I have a 1-form in the $(x,y)$ plane, and I can write it as: $$ \tilde\omega= f \,dA = g \,dB $$ With $f, g,dA,dB \neq 0$.
I want to prove that if the following equality holds then the functions only differ by a multiple or a constant. For example $A= B+ 3$ or $f= \frac{1}{3}g$ and $A=3B$.

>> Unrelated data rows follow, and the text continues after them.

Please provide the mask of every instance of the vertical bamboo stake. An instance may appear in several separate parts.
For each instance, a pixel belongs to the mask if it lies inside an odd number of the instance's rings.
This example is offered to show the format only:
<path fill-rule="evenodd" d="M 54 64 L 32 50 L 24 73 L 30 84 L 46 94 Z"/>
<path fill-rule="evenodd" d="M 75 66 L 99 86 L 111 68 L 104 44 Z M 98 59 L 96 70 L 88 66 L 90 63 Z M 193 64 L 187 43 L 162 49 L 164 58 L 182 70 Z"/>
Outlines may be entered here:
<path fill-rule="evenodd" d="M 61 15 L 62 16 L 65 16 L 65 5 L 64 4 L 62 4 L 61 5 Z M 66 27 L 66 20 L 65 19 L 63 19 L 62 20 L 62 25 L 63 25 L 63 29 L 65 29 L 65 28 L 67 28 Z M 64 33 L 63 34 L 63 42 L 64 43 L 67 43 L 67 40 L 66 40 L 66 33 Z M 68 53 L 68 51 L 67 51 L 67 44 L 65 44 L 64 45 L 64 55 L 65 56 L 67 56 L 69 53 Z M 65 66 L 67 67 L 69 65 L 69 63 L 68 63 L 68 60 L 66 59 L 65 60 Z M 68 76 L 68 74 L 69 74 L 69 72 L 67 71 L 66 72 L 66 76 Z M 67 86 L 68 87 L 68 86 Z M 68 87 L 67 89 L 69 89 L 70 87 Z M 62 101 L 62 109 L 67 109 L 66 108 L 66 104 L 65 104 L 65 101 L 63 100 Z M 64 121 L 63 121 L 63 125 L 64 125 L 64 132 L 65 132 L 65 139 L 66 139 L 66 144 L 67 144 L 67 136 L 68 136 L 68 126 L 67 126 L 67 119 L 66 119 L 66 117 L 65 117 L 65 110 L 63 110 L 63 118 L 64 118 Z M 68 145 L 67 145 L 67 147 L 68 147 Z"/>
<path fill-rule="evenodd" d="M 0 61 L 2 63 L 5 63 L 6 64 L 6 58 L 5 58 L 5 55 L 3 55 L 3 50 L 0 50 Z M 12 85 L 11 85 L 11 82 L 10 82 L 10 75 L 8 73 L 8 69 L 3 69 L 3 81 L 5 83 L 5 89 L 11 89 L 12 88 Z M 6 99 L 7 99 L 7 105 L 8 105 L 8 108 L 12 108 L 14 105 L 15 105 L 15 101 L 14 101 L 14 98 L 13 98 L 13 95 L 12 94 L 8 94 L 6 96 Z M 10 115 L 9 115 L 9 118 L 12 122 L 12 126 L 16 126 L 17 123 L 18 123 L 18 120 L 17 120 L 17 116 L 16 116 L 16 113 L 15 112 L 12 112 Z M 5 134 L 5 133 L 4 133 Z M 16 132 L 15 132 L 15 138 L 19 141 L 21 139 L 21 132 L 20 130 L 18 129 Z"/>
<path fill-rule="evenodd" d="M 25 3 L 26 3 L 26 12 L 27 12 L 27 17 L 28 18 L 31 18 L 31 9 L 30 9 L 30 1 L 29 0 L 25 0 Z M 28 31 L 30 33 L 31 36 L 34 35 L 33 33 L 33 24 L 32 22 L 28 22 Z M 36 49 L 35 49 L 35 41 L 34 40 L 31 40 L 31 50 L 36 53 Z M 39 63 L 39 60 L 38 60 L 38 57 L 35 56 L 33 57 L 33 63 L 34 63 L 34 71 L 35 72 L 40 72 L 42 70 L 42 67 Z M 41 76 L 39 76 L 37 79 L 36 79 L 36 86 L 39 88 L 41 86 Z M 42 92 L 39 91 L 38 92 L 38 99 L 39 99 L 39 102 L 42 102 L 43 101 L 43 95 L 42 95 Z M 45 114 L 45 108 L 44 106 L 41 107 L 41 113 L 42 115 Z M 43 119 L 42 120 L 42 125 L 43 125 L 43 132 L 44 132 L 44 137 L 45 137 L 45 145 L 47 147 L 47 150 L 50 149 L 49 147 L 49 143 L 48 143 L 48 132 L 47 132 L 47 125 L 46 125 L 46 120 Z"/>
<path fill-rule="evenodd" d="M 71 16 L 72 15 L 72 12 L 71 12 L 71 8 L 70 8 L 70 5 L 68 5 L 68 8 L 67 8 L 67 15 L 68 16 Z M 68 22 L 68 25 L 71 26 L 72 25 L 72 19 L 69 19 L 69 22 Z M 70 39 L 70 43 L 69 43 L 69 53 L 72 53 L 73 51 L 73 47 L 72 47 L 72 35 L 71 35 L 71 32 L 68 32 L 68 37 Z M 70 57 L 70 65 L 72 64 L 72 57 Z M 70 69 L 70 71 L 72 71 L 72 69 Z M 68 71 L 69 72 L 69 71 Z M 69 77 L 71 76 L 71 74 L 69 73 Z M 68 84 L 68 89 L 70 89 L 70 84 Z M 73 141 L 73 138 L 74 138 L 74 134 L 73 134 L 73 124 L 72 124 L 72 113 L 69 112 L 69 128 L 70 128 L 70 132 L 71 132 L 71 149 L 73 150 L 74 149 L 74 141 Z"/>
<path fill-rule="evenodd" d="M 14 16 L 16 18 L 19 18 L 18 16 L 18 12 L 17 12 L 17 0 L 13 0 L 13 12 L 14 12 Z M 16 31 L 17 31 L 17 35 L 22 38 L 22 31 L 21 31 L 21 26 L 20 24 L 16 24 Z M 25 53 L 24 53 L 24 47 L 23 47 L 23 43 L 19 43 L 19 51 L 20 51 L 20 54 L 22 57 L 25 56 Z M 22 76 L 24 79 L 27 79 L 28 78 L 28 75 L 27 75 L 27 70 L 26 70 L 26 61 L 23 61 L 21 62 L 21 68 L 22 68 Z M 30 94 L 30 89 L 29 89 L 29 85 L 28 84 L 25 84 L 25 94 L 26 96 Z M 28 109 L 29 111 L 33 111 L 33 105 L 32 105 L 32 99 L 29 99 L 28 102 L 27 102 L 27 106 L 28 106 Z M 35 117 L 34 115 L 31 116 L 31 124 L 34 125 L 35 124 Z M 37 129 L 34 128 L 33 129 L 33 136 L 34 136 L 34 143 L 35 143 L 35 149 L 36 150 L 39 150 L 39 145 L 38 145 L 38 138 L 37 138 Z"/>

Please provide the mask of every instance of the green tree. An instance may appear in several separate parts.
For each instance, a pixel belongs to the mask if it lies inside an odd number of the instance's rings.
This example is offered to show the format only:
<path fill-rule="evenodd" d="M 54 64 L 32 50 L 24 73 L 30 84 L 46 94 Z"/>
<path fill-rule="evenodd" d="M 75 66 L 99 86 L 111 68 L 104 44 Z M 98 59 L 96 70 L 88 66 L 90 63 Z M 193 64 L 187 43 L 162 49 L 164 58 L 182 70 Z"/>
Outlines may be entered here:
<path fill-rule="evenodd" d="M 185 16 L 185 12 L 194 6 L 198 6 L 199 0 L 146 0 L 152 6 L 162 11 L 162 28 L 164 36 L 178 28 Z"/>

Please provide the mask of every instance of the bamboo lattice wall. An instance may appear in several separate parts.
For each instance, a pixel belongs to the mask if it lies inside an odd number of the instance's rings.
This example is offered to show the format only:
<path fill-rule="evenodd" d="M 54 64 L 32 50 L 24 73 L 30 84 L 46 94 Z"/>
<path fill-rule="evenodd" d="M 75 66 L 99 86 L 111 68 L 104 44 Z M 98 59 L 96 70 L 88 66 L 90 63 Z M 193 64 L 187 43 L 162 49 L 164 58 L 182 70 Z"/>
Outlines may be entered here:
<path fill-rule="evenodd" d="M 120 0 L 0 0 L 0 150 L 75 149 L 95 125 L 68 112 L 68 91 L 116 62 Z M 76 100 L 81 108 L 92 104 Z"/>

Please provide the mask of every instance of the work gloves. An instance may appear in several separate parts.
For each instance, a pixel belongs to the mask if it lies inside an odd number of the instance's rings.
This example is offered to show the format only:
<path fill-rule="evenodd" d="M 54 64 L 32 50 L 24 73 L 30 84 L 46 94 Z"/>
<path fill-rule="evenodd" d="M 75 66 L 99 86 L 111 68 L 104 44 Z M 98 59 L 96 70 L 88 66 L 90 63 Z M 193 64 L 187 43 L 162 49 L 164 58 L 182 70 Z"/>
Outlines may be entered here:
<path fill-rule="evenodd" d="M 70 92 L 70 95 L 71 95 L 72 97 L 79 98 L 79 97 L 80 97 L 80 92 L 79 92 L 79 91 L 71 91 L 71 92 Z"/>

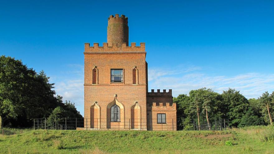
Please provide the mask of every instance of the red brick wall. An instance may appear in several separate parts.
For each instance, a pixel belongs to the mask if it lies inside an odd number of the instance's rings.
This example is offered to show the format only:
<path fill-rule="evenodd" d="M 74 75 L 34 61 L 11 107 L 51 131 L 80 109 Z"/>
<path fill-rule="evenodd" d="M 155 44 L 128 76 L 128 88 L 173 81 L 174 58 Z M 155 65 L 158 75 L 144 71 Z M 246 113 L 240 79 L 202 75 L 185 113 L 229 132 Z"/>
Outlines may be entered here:
<path fill-rule="evenodd" d="M 141 125 L 142 129 L 146 129 L 146 54 L 145 51 L 98 53 L 85 51 L 84 117 L 87 119 L 88 123 L 92 115 L 91 112 L 93 112 L 90 107 L 97 101 L 101 108 L 101 128 L 129 129 L 131 125 L 130 123 L 132 118 L 131 107 L 137 101 L 140 111 L 134 111 L 134 113 L 137 115 L 136 112 L 140 112 L 141 116 L 134 117 L 142 119 L 137 121 L 140 123 L 139 128 Z M 92 84 L 94 66 L 98 69 L 98 84 Z M 135 66 L 138 70 L 139 84 L 133 84 L 133 71 Z M 123 69 L 123 83 L 111 82 L 111 69 L 112 68 Z M 117 100 L 124 106 L 124 116 L 120 116 L 120 122 L 111 123 L 110 110 L 107 110 L 107 106 L 113 101 L 115 94 Z M 122 111 L 120 112 L 123 114 Z"/>
<path fill-rule="evenodd" d="M 85 129 L 176 130 L 171 90 L 148 92 L 145 43 L 128 46 L 127 22 L 124 15 L 111 16 L 108 43 L 102 47 L 85 44 Z M 122 83 L 111 82 L 111 69 L 123 69 Z M 111 122 L 110 106 L 115 103 L 120 108 L 120 119 Z M 166 124 L 157 124 L 157 113 L 166 114 Z"/>
<path fill-rule="evenodd" d="M 172 102 L 171 89 L 168 92 L 165 90 L 163 92 L 152 90 L 147 93 L 147 101 L 148 130 L 176 130 L 176 104 Z M 160 113 L 166 114 L 166 124 L 157 124 L 157 114 Z"/>

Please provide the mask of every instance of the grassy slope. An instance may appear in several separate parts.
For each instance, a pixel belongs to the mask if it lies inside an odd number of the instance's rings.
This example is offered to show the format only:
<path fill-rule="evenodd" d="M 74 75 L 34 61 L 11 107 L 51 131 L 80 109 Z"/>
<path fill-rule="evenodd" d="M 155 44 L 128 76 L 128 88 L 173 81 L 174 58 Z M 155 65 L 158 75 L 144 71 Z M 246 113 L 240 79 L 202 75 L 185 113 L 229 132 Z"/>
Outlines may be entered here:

But I have problems with the proof. I know that $A$ and $B$ have the same contour lines. But I don't know if that is enough. And for that condition it follows that: $$ dA= \frac{g}{f} \, dB $$ Using the exterior derivative $$ d(dA)=0= d(\frac{g}{f}) \wedge dB $$
And then I am stuck, I think that since I have a wedge product equal to zero, then one is a multiple of the other. $$ d(\frac{g}{f}) =c \, dB $$
$$ \frac{g}{f}= cB + k $$
Where $c, k $ are constants. Now I would like to prove that $c=0$. By contradiction if $c \neq 0 $ Then $$ dA=\frac{1}{c} \frac{g}{f}d(\frac{g}{f}) \frac{2}{2} $$
$$ dA=\frac{1}{2c} \,d((\frac{g}{f})^2)=d(\frac{1}{2c}(\frac{g}{f})^2) $$
$$ A= \frac{1}{2c}(\frac{g}{f})^2 +r $$ where $r$ is a constant. And that is all I got. I think that the very special form of $A$ when $c \neq 0$ will make a contradiction, but I don't know how. Could anyone help me finish the proof or to give a counter-example. Thank you (:
$A=x^2$, $f=x$, $f\,dA=x(2x\,dx)=2x^2\,dx$, $B=x$, $g=2x^2$, $g\,dB=2x^2\,dx$ is a counterexample.